Spell out fees schools can collect, HC tells State govt.

The Madras High Court on Thursday directed the State government to spell out its stand on the quantum of fees that private schools were entitled to demand for the current academic year since the educational institutions were continuing to conduct only online classes ever since COVID-19 was reported in March 2020.

Justice D. Krishnakumar granted time till July 29 for Advocate General R. Shunmugusundaram to appear in a batch of pending cases with regard to the collection of school fees, and explain whether schools in the State could be allowed to collect 85% of the fees as ordered by the Supreme Court in May this year.

Passing interim orders on the batch in November last year, Justice N. Anand Venkatesh had permitted the private institutions to collect only 75% of the fees, determined for individual schools by the Tamil Nadu Private School Fee Determination Committee for the academic year 2019-20, in instalments.

When the matters were listed again before Justice Krishnakumar on Thursday, senior advocates R. Silambanan, Fr. Xavier Arulraj and Godson Swaminathan, representing various private schools and their associations, told the court that they were agreeable to following the Supreme Court order permitting them to collect 85% fees.

They also assured the court that no student, who could not pay the fees for genuine reasons, would be asked to leave the institution and that a decision on granting them time would be taken by the schools on a case-by-case basis.

The judge recorded their submission and directed the government to submit its response.
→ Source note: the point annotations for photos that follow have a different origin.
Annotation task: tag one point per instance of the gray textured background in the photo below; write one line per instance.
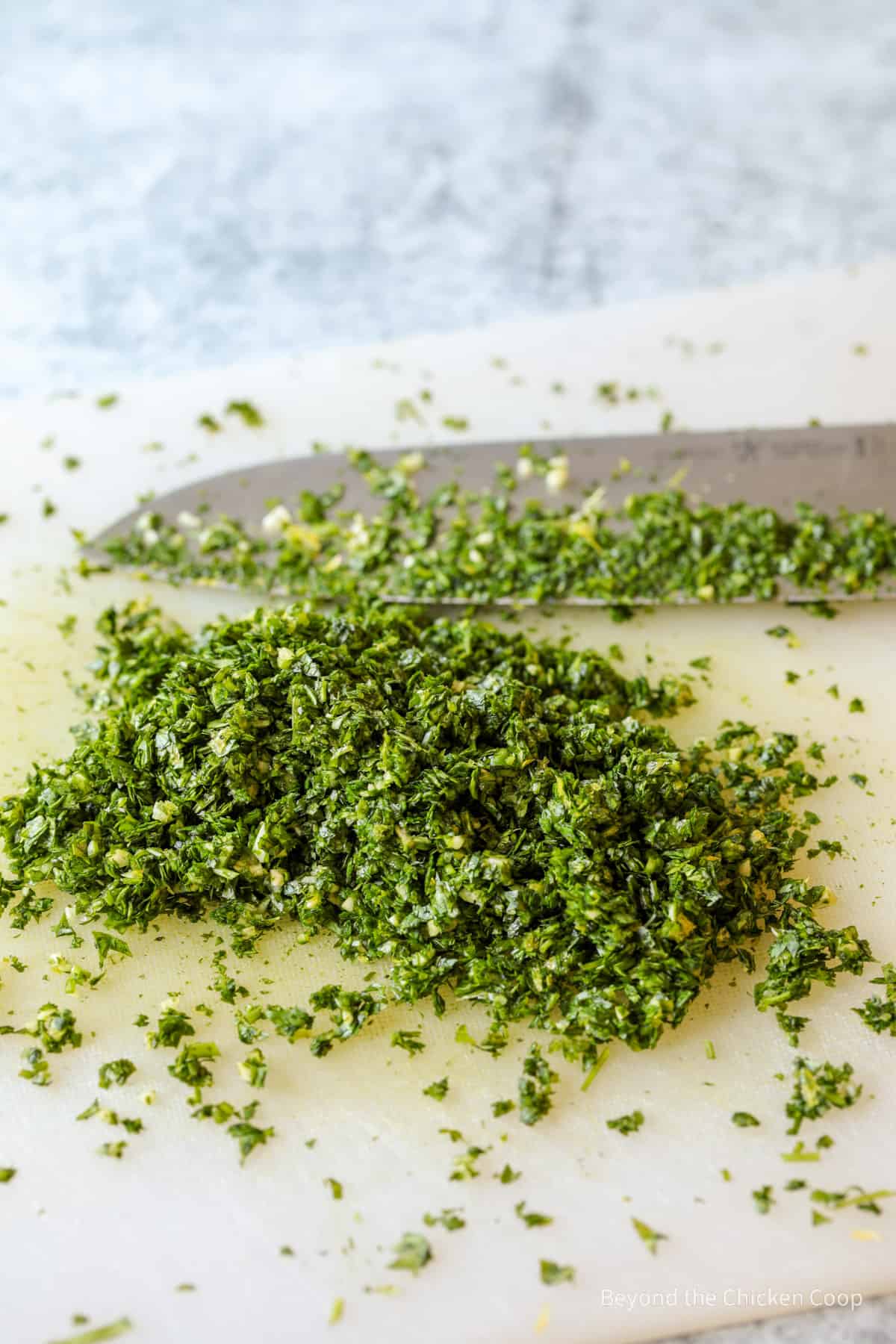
(187, 183)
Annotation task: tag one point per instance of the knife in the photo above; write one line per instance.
(828, 467)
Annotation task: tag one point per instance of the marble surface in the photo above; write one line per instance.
(186, 184)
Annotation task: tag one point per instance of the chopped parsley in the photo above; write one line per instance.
(648, 1236)
(763, 1199)
(411, 1253)
(820, 1088)
(481, 546)
(253, 1068)
(743, 1119)
(531, 1219)
(449, 1219)
(116, 1071)
(629, 1124)
(536, 1086)
(879, 1014)
(247, 413)
(408, 1041)
(551, 1273)
(249, 1137)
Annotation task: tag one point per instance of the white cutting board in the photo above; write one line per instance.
(82, 1233)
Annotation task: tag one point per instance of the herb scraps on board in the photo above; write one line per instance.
(477, 812)
(480, 816)
(480, 546)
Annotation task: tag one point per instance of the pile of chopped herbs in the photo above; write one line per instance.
(481, 546)
(480, 813)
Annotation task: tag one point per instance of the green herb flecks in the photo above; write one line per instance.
(648, 1236)
(879, 1014)
(116, 1071)
(628, 1124)
(531, 1219)
(449, 1219)
(536, 1086)
(820, 1088)
(247, 413)
(172, 1027)
(763, 1199)
(482, 544)
(551, 1273)
(476, 812)
(411, 1253)
(253, 1068)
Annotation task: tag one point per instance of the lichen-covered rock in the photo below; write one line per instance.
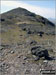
(40, 52)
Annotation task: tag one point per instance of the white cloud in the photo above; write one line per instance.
(46, 12)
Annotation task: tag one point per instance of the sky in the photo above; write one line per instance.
(45, 8)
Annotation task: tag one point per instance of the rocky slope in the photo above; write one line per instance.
(27, 40)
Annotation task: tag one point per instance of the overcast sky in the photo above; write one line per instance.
(44, 8)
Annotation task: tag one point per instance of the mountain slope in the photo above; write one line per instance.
(27, 40)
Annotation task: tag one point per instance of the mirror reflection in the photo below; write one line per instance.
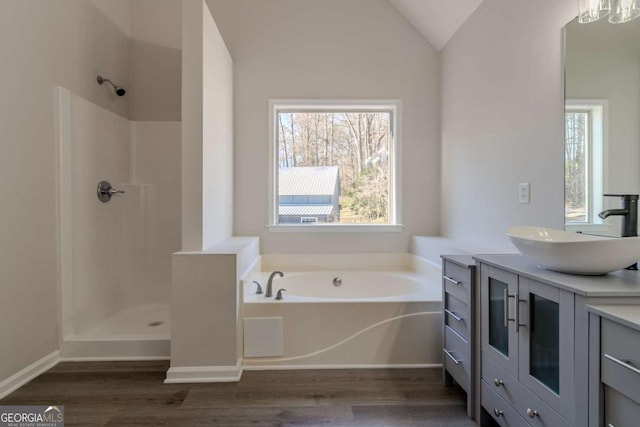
(602, 122)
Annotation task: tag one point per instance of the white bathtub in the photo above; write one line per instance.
(384, 314)
(354, 286)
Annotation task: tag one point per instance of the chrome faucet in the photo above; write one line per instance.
(629, 211)
(269, 293)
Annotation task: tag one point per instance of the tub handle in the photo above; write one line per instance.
(259, 288)
(279, 294)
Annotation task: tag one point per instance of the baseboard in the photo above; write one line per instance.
(82, 350)
(204, 374)
(114, 359)
(335, 366)
(22, 377)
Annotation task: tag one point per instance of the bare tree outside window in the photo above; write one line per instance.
(357, 143)
(577, 166)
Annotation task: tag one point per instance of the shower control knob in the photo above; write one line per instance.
(105, 191)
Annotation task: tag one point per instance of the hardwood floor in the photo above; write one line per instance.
(132, 394)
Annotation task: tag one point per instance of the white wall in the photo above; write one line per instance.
(503, 120)
(43, 44)
(207, 130)
(156, 60)
(603, 62)
(330, 49)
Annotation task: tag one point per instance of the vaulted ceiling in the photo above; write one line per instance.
(436, 20)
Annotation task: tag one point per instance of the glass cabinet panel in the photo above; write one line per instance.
(498, 332)
(544, 342)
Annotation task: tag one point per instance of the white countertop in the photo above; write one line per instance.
(622, 283)
(627, 315)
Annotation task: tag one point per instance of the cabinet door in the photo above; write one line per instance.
(499, 340)
(546, 337)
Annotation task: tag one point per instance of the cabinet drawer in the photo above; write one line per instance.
(620, 358)
(456, 347)
(500, 410)
(521, 398)
(619, 411)
(454, 310)
(457, 281)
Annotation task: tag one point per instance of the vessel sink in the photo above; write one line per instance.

When advocate M. Purushothaman, representing a section of the parents, stated that the government could also consider providing some financial assistance to needy parents to pay school fees, the judge directed government counsel Selvendran to get instructions on this issue, too, when the matter appears next.

Referring to news reports that nearly 7 lakh out of around 40 lakh students in private schools had shifted from private institutions to government schools during the pandemic, the judge suggested that the government could come up with some solution to support children who could not continue their education in private schools.

The judge said the government was obligated to pay the fees for 25% of students admitted in private schools under the provisions of the Right of Children to Free and Compulsory Education (RTE) Act of 2009. Since it may not be paying the fees for entire 25% of students in all schools, the money saved thereby could be utilised to help other needy children, he said.